Why Sectional Matrices Are *So* Important

point caontact.jpg
The image above is a classic example of a point contact on tooth #12 (FDI 24).  In this clinical situation, a MO composite was placed using a traditional Tofflemire matrix system.
The problem here is not that the Tofflemire does not do its job, no the problem is the restorative material.  The Tofflemire system was designed to be used with amalgam.  Because of that fact, the band was built with some “give” in it that bowed it out slightly in the middle (in a cervical-occlusal direction).  When condensing amalgam, the physical consistency of the material meant that a lot of pressure could be applied.  This caused the Tofflemire to give slightly which resulted in a restoration that recreated the correct anatomical curvature of the tooth in all directions.

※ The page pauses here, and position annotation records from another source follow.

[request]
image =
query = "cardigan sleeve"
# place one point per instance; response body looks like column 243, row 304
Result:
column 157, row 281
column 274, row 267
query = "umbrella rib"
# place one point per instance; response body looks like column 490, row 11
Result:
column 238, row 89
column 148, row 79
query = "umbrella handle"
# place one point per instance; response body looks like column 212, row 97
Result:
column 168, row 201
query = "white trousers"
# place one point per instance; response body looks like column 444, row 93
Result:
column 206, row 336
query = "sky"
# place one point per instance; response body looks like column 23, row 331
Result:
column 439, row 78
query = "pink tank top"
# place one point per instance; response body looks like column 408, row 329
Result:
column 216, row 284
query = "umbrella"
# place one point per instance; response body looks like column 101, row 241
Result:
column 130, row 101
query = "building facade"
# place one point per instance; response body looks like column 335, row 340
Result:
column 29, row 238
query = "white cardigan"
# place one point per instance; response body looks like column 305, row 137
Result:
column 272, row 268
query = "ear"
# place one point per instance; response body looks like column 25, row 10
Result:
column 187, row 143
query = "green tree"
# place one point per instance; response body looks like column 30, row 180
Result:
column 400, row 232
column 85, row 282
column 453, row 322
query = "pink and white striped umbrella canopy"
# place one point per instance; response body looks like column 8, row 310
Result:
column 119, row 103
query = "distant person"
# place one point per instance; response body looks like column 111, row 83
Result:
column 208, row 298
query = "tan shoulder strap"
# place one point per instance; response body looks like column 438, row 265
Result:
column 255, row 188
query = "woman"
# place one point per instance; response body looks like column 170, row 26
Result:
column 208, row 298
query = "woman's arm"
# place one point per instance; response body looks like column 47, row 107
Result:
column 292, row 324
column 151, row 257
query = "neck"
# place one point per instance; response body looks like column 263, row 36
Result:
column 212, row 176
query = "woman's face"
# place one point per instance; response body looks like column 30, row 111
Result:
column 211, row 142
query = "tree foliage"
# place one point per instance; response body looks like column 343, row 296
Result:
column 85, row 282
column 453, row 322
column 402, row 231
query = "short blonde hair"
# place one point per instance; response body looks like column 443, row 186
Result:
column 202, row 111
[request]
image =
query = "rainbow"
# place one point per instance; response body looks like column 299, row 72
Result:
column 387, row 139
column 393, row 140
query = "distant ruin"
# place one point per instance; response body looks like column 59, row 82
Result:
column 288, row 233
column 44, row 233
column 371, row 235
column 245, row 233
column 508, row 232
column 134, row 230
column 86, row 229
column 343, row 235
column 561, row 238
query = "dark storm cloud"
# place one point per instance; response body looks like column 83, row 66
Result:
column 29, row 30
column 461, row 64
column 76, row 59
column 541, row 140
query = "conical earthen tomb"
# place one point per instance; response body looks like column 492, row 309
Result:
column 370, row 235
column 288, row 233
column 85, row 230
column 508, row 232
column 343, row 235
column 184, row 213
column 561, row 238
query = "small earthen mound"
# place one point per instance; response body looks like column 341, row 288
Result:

When dentistry transitioned to the current restorative philosophy, many practitioners transitioned away from amalgam and began to use composite exclusively.  What happened next is a fairly predictable result when dealing with the metrics of human learning and understanding.  Basically what I mean is that doctors changed materials but continued to perform as they were trained and where their comfort level resided without consideration for a change in the physical properties of the new restorative materials.
Since composite is much less dense in its uncured state, it is difficult, if not impossible, to apply proper pressure during condensation that would cause the band to create the same contours as when using amalgam.  Due to this, what happened with many interproximal restorations is what happened in the radiograph above.  The band was burnished against the adjacent tooth, but due to the consistency of composite the contact ended up at the marginal ridge and not in the middle third which would be anatomically correct.
Fortunately, this problem hadn’t presented itself for very long before some smart minds began to spin up with ideas of how to correct this problem.  Companies such as Garrison and Triodent (just to name a couple) hit the market with systems designed to create anatomical contacts while allowing doctors to work with composite.  The concept became known as a Sectional Matrix System and rapidly changed to way the majority of dentists perform composite restorations.
These systems consist of a C-shaped matrix band, flexible wedges, and a “ring” that provides pressure to separate the teeth slightly and hold the band in place.  When the ring is removed the teeth return to their original contact which closes the slight separation the ring created.  The result is a properly contoured restoration that has the correct contact and anatomical shape.